Vertreter des Verteidigungsdepartements (VBS) haben im Rahmen eines Beschaffungsprojekts auf den Golanhöhen israelische Drohnen getestet. Dies steht im Widerspruch zur Schweizer Haltung zum Nahost-Konflikt: Die Schweiz betrachtet die Golanhöhen als besetztes Gebiet.
01.11.2017 15:51

Verteidigungsminister Guy Parmelin habe unmittelbar interveniert, als er von diesem Fauxpas erfahren habe, teilte sein Departement am Mittwoch mit. Über die aussenpolitische Panne berichtete als Erstes der "Tages-Anzeiger".

Hintergrund ist das Schweizer Projekt zur Beschaffung von sechs unbewaffneten Drohnen der israelischen Firma Elbit, das sich derzeit in der Testphase befindet. Schweizer Delegationen besuchten in diesem Kontext insgesamt dreimal den Flugplatz in Pik, von dem aus die Flugtests durchgeführt wurden - nämlich 2012, 2013 und 2015.

Pik befindet sich allerdings auf den Golanhöhen - und damit in einem Gebiet, das die Schweiz als von Israel besetztes syrisches Territorium betrachtet.

Zwar hatte die Firma Elbit zu Beginn der Evaluation das VBS darüber informiert, dass Fortschrittskontrollen, Ausbildung und Abnahmen in Pik stattfinden würden, wie das Departement einräumt. Zu dieser Zeit sei jedoch nicht erkannt worden, dass Pik östlich des Sees Genezareth auf besetztem Gebiet liegt und offizielle Vertreter der Schweiz dieses Gebiet für Tätigkeiten im Zusammenhang mit Israel nicht betreten dürfen.

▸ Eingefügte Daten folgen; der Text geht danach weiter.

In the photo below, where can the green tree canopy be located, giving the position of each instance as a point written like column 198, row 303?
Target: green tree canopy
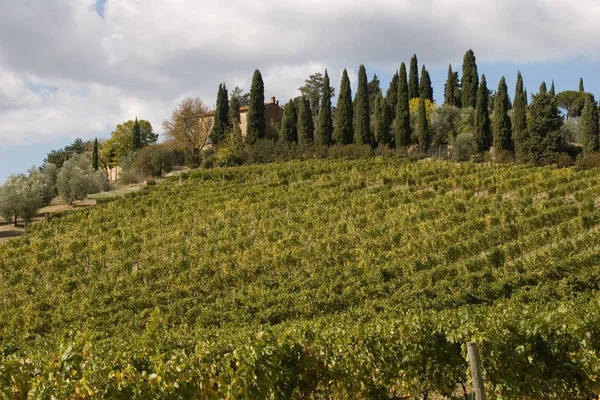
column 120, row 143
column 588, row 126
column 221, row 124
column 342, row 133
column 289, row 127
column 325, row 127
column 501, row 125
column 423, row 131
column 470, row 80
column 544, row 137
column 519, row 117
column 402, row 121
column 256, row 124
column 483, row 135
column 306, row 127
column 425, row 89
column 362, row 124
column 413, row 79
column 313, row 91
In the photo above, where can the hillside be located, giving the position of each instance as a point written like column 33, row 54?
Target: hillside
column 316, row 279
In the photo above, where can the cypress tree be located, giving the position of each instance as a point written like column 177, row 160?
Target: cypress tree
column 289, row 129
column 413, row 79
column 390, row 95
column 482, row 118
column 449, row 88
column 306, row 127
column 374, row 91
column 501, row 125
column 519, row 117
column 423, row 132
column 325, row 131
column 402, row 120
column 234, row 111
column 137, row 136
column 221, row 117
column 470, row 81
column 256, row 123
column 342, row 132
column 588, row 126
column 95, row 155
column 381, row 114
column 426, row 90
column 544, row 138
column 362, row 125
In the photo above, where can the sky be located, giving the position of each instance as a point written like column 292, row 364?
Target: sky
column 77, row 68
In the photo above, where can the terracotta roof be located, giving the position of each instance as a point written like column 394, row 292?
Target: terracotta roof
column 242, row 109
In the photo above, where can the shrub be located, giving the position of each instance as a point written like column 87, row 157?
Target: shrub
column 588, row 161
column 232, row 150
column 463, row 147
column 154, row 160
column 76, row 179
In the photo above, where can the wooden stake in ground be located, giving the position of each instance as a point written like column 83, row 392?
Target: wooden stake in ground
column 473, row 356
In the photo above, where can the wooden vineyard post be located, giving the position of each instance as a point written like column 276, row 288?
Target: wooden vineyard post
column 473, row 356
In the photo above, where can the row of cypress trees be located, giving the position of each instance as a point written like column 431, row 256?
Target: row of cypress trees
column 391, row 114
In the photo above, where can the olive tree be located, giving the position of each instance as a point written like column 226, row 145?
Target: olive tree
column 77, row 178
column 22, row 195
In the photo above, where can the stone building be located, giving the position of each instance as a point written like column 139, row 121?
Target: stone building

Gleichzeitig seien jene Stellen, die über die aussenpolitischen Restriktionen wussten, nicht über die geplanten Aktivitäten der Schweizer Delegationen informiert gewesen. Das VBS spricht von einer "Kommunikationspanne".

Der Sicherheitsausschuss des Bundesrats habe nach Kenntnis der Sachlage entschieden, dass die Versuche künftig an einem anderen Ort stattfinden müssen. Flugtests, Abnahme der Systeme oder Ausbildung müsse von der ursprünglich vorgesehenen Elbit-Basis in Pik auf einen Flugplatz innerhalb von Israel ausweichen, hielt die Regierung fest.